Jugendsprache: Zeitspiegel einer neuen Generation
Jede Generation hat ihre eigene Sprache. Fragte man in grauer Vorzeit „Was machst’n?“, so heißt es heute „Was geht?“. Man hängt nicht mehr ab, sondern man chillt. Auf die Frage „Alles klar?“ antwortet ein Jugendlicher nicht mehr mit einem simplen „Ja“, sondern mit einem simplen „Muss“ oder „Ja, bei dir?“ Eine Freundin ist eine Perle oder eine Ische. Und wenn etwas besonders gut gelaufen ist oder jemand sehr großzügig oder, altmodisch gesagt, anständig war, lautet der Kommentar: „Korrekt.“
Jugendsprache ist frisch, lebendig und kreativ. Sie spiegelt die aktuelle Lebenswelt und das Lebensgefühl der neuen Generation. Sie wird von Generation zu Generation neu kreiert – spontan, individuell und oft sehr aufschlussreich für die Elterngeneration. Zeigt sie doch, dass da eine neue Generation heranwächst, allmählich erwachsen wird und eine eigene Welt mit eigenen Werten und Gesetzen schafft. Als Eltern, als Erwachsener fühlt man sich da ganz schön out und ganz schön alt.

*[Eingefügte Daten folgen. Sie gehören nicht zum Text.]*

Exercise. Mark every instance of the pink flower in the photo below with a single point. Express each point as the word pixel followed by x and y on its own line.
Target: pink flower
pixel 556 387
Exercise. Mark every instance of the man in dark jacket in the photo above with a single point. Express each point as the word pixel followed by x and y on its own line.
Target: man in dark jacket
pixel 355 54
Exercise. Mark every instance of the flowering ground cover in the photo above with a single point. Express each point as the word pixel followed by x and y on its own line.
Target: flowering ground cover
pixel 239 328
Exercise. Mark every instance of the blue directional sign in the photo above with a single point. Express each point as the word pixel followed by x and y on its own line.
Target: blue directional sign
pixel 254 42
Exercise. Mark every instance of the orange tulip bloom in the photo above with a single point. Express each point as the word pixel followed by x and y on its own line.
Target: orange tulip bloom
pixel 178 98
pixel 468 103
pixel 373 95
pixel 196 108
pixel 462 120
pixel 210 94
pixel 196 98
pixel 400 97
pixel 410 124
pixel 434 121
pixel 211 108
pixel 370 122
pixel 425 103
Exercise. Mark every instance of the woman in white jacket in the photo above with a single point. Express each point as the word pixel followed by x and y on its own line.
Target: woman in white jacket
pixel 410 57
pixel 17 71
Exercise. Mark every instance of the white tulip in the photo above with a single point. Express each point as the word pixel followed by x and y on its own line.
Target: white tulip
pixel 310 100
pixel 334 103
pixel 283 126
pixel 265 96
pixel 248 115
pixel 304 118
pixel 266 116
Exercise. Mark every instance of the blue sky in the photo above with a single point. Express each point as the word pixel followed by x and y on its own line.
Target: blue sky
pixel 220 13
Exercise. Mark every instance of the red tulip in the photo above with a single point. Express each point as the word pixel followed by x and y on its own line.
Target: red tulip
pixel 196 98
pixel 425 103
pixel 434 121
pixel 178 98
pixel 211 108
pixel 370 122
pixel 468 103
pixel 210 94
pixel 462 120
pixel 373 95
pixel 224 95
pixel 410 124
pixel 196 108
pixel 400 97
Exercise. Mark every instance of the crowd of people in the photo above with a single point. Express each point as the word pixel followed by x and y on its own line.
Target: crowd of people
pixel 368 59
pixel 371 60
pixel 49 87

Und genau das ist auch beabsichtigt: Die Wortschöpfungen der Jugend sollen Erwachsene ausschließen.
Jugendsprache: Ausdruck für ein eigenständiges Leben(sgefühl)
Fragt man Jugendliche, warum sie sich so merkwürdig ausdrücken, diese für Erwachsenen manchmal so unverständlichen Wortschöpfungen erfinden und benutzen, erhält man z. B. folgende Antworten:
- Wir wollen nicht so sprechen wie Erwachsene.
- Die verstehen das dann nicht.
- Das schockiert die.
- Man ist dann wer (Besonderes).
- Man fällt auf.
- Es macht Spaß, neue Ausdrücke zu erfinden.
- Man wird dann von den Kleinen bewundert.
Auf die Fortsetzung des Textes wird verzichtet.